Yizhou Huang (Eindhoven University of Technology)
Emilia Badescu (Philips Research France)
Ruud van den Sloun (Eindhoven University of Technology)
Massimo Mischi (Eindhoven University of Technology)


Abstract:
The advancement of ultrafast Doppler imaging enables more accurate flow measurements compared to conventional Doppler. Most studies have focused on ultrafast coronary imaging combined with singular value decomposition (SVD) for clutter filtering with favorable acquisition settings (open-chest, linear high-frequency probe, and plane waves).
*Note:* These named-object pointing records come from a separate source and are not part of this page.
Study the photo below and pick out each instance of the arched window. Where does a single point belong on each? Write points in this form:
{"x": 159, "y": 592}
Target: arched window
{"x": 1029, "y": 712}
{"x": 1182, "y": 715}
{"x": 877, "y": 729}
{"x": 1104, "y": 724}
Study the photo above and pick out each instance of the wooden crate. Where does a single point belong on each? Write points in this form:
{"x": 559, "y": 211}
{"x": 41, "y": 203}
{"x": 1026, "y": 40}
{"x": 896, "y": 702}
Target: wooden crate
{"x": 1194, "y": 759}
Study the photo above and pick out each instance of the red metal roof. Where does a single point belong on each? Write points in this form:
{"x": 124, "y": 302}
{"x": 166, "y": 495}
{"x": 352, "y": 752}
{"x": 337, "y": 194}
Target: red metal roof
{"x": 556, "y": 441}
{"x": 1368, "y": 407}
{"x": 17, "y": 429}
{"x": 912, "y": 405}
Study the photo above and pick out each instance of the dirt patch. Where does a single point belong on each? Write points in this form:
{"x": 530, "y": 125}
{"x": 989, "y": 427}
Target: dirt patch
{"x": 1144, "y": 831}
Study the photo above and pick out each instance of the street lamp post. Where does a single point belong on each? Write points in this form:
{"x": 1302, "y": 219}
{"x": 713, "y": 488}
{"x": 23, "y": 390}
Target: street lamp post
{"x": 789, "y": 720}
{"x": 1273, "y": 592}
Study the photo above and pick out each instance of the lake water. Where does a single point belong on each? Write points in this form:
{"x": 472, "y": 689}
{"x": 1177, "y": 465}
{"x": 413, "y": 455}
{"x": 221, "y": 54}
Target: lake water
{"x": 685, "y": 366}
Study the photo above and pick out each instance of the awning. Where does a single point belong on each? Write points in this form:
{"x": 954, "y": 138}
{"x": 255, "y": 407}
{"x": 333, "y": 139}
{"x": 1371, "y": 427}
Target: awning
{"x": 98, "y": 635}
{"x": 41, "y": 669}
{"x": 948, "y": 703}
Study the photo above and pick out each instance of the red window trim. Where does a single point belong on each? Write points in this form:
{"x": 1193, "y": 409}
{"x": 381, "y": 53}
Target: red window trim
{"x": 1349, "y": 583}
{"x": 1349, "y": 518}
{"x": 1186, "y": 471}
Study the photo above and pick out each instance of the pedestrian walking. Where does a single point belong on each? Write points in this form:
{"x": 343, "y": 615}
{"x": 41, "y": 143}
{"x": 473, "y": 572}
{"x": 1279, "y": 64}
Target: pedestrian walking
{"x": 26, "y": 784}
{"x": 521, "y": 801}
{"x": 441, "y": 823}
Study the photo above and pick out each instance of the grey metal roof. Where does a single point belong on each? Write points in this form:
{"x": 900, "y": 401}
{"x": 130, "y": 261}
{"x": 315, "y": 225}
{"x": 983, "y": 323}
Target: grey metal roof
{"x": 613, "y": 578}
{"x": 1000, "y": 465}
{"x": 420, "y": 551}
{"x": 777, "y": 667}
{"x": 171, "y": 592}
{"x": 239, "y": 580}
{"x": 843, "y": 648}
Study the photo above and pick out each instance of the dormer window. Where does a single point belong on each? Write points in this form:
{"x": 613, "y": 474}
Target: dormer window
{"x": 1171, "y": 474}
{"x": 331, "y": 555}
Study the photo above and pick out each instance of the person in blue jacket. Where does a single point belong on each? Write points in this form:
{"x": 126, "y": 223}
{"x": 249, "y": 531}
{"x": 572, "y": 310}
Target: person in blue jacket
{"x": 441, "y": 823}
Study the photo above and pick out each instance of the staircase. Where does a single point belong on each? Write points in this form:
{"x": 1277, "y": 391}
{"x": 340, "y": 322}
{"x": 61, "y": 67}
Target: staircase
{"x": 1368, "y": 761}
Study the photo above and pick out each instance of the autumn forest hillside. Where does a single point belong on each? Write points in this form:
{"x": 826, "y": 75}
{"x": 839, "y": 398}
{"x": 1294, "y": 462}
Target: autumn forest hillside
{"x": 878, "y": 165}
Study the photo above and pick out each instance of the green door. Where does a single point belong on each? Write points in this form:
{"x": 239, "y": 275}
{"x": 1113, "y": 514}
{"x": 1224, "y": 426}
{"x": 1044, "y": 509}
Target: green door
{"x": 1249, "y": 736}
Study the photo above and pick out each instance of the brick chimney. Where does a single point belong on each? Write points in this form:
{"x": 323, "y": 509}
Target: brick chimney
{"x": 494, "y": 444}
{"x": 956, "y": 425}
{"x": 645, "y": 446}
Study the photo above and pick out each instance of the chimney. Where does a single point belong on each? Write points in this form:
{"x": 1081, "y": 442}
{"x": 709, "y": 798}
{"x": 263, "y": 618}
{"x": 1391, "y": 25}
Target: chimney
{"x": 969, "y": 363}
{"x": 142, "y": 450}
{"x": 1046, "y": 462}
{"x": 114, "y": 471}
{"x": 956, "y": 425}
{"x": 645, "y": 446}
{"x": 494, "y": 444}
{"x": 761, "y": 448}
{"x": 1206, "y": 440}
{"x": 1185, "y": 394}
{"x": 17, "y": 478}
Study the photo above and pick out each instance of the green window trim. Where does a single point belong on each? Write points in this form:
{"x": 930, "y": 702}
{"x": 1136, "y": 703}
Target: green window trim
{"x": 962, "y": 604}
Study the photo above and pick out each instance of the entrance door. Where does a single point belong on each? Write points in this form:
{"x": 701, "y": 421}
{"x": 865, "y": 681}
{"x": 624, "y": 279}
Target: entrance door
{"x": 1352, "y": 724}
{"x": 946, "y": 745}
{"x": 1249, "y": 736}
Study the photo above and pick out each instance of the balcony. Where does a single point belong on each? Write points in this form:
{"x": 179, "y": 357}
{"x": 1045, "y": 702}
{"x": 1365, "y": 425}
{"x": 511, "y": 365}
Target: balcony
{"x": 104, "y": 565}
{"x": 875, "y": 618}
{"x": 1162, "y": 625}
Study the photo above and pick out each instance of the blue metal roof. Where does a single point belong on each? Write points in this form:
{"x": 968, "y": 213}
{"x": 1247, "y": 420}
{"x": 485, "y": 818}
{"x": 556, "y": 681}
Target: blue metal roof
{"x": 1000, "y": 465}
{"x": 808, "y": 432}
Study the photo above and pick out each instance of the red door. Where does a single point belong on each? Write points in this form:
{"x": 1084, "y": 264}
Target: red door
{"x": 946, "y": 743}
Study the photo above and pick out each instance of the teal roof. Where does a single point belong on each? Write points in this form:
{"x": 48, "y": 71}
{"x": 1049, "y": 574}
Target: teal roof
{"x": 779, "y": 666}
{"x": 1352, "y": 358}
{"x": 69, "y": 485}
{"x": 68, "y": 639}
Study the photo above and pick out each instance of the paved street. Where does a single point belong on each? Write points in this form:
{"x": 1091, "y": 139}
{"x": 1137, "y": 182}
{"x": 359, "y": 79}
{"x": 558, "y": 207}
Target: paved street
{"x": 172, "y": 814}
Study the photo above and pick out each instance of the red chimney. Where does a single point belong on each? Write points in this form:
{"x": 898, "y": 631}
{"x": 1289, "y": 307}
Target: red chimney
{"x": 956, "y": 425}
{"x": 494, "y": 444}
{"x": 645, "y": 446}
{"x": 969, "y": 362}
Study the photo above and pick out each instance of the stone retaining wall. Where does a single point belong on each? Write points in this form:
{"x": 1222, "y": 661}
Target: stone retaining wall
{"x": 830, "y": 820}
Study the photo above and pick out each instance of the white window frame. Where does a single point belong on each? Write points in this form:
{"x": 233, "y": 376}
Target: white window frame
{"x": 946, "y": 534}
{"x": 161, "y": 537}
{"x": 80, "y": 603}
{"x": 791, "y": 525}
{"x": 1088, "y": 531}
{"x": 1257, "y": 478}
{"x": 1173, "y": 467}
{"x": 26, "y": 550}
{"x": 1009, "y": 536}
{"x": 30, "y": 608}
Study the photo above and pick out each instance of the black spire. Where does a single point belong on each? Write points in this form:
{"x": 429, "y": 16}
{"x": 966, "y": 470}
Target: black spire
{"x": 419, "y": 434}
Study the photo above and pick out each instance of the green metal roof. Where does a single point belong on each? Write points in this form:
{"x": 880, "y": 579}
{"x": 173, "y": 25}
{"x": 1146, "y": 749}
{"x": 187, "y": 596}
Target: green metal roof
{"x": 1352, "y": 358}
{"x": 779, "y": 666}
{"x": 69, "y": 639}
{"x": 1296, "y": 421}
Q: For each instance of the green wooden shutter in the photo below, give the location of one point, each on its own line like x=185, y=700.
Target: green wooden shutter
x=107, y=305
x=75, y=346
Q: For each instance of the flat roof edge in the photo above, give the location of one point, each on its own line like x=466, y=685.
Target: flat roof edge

Here, we aim at verifying the feasibility of using phased-array diverging wave imaging to measure coronary flow at increased depth, for non-negligible cardiac tissue motion, mimicking a condition similar to clinical transthoracic echocardiography. This imposes an extra challenge on SVD for separating blood signals from clutter. To obtain the optimal Doppler performance, a set of acquisition and processing parameters, including the number of transmitting angles, the ensemble length, and different compounding strategies, along with different SVD thresholding methods, are examined in this study. To mimic coronary flow measurements, a 15% gelatin phantom with a 3-mm diameter channel (20 degrees, 9-12 cm depth) is connected to a syringe pump generating flow at 10 cm/s. A Philips S5-1 phased array probe operating at 3.125-MHz is mounted on a sinusoidal axial motion generator with a speed of ±6 cm/s. A Verasonics 256 system is programmed to generate alternate 1-, 2-, 4-, 8, and 14-angle (between ±7°) acquisitions with a pulse repetition frequency of 4400 Hz. The performance of different compounding strategies, including coherent compounding (CC), CC with a sliding window of 2 angles (CC-S), and linear interpolation of CC frames, is compared. Six different ensemble lengths from 0.025 to 1.2 s are analyzed. SVD with three literature thresholding methods (Baranger et al., TMI, 2018; Maresca et al., TUFFC, 2018) are investigated. A novel method to determine the clutter-blood threshold is proposed that relies on the minimum distance of the singular value curve from the origin, and an extensive threshold search method is also implemented as a reference. Contrast-to-Noise ratio (CNR) is employed for quantitative comparison. Using an alternate 2-angle acquisition, CC-S, an ensemble length of 0.1 s, with the proposed SVD thresholding method, returns the highest CNR. These promising results prove the feasibility of measuring coronary flow with ultrafast diverging wave imaging.